Firing a coach, and similar actions

The controversy about whether to fire Carolina Hurricanes coach Paul Maurice is a reminder that decisions to let an individual go, to cancel a project, or to reorganize an organization radically arise inevitably and naturally. Handling these situations is a primary task for a leader in business or a non-profit. 

Making no decision -- in other words, sitting on one's hands -- is a deliberate decision itself, although often it's not recognized as such. There are times when a matter isn't ripe for action and it's best to allow things to continue a little longer, particularly if there is a high likelihood of turn-around, or there is no immediate good alternative, or the groundwork for change among stakeholders hasn't yet been done. 

That said, as I look back on 30 years of managerial experience, my mistakes have almost always been failing to act quickly enough to remove an underperforming person, to close a failing initiative, or to point an organization in a different direction. Wishful thinking or forceful optimism goes only so far. The unfortunate truth is that for every successful turnaround there are five that never happen regardless of how much time, attention, and additional resources are invested. Postponing action is detrimental to those five, their staffs or participants, and their customers. When a change is finally made, the most common reaction is "What took you so long?" Postponing action is, in fact, abdicating the responsibility of leadership -- and pernicious when the real explanation is a lack of courage or hesitance to admit one's own complicity in a bad outcome. 
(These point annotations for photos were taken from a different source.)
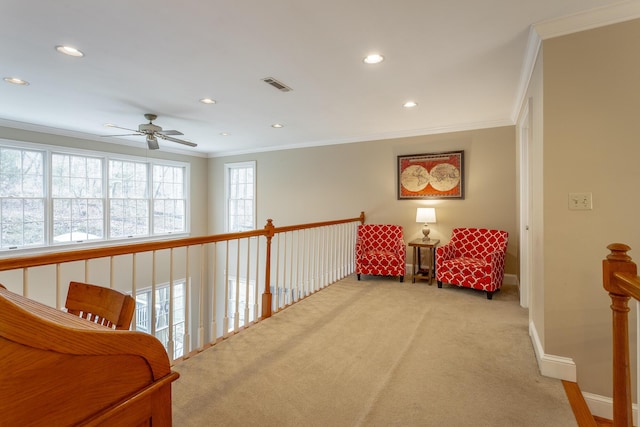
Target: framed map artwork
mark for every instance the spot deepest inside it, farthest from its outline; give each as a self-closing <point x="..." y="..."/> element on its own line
<point x="431" y="176"/>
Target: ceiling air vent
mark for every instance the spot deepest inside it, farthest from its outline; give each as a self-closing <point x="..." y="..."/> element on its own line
<point x="278" y="85"/>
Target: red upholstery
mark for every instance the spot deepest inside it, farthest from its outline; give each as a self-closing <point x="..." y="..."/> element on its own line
<point x="380" y="250"/>
<point x="473" y="258"/>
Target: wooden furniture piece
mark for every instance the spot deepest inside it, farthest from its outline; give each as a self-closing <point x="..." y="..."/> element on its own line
<point x="105" y="306"/>
<point x="380" y="250"/>
<point x="473" y="258"/>
<point x="424" y="273"/>
<point x="58" y="369"/>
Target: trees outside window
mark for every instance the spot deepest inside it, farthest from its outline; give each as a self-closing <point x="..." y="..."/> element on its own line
<point x="49" y="197"/>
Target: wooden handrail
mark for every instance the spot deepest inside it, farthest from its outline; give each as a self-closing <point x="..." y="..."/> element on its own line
<point x="620" y="279"/>
<point x="269" y="230"/>
<point x="108" y="251"/>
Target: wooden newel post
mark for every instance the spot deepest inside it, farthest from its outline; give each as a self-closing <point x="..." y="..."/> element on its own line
<point x="266" y="296"/>
<point x="619" y="262"/>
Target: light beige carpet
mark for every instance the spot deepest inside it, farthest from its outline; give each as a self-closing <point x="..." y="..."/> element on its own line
<point x="376" y="353"/>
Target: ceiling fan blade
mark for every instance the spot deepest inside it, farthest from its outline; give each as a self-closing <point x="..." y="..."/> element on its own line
<point x="152" y="142"/>
<point x="118" y="127"/>
<point x="171" y="132"/>
<point x="179" y="141"/>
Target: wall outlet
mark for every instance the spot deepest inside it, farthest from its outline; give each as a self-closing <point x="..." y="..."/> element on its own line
<point x="580" y="201"/>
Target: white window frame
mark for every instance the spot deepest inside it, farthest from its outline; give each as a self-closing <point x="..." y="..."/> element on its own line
<point x="106" y="157"/>
<point x="228" y="167"/>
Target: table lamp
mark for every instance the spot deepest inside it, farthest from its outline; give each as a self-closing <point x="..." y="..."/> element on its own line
<point x="426" y="216"/>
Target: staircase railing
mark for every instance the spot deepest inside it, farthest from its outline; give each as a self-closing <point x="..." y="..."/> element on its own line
<point x="620" y="279"/>
<point x="207" y="286"/>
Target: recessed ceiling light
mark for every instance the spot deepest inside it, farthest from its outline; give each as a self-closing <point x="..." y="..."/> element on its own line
<point x="374" y="58"/>
<point x="68" y="50"/>
<point x="16" y="81"/>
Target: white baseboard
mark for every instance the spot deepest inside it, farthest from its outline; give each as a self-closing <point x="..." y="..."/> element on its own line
<point x="602" y="406"/>
<point x="510" y="279"/>
<point x="562" y="368"/>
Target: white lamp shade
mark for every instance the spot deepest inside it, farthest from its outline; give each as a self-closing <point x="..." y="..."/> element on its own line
<point x="426" y="215"/>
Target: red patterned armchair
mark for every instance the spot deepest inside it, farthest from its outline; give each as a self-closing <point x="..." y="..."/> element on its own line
<point x="473" y="258"/>
<point x="380" y="250"/>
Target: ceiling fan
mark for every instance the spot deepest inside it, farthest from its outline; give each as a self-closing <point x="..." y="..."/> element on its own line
<point x="153" y="132"/>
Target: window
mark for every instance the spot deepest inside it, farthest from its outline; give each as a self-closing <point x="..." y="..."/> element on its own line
<point x="240" y="187"/>
<point x="143" y="314"/>
<point x="169" y="204"/>
<point x="128" y="199"/>
<point x="52" y="197"/>
<point x="77" y="197"/>
<point x="22" y="198"/>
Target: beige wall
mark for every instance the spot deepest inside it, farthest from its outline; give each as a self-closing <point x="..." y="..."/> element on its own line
<point x="591" y="144"/>
<point x="340" y="181"/>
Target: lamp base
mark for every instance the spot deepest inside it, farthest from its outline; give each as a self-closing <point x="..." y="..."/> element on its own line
<point x="425" y="232"/>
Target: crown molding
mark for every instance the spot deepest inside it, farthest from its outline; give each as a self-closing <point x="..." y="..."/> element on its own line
<point x="587" y="20"/>
<point x="47" y="130"/>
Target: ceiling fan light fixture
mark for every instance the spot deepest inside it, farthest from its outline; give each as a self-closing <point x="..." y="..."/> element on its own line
<point x="69" y="50"/>
<point x="374" y="58"/>
<point x="16" y="81"/>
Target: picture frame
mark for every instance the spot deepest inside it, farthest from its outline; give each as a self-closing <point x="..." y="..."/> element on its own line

Nortel's collapse from 100,000 employees to nearly zero required me to perform my fair share of layoffs that were not performance-related. Good people were simply in the wrong place at the wrong time. (Eventually it happened to me, so I've been on the receiving end.) Therefore I am not callous about letting people go. It should be done carefully and respectfully. 

However, it should be done quickly and courageously when the circumstances call for it. Making and executing difficult decisions is like riding a bike... not easy the first time or two, and not to be taken lightly thereafter. One's ability to do it well, however, improves with practice.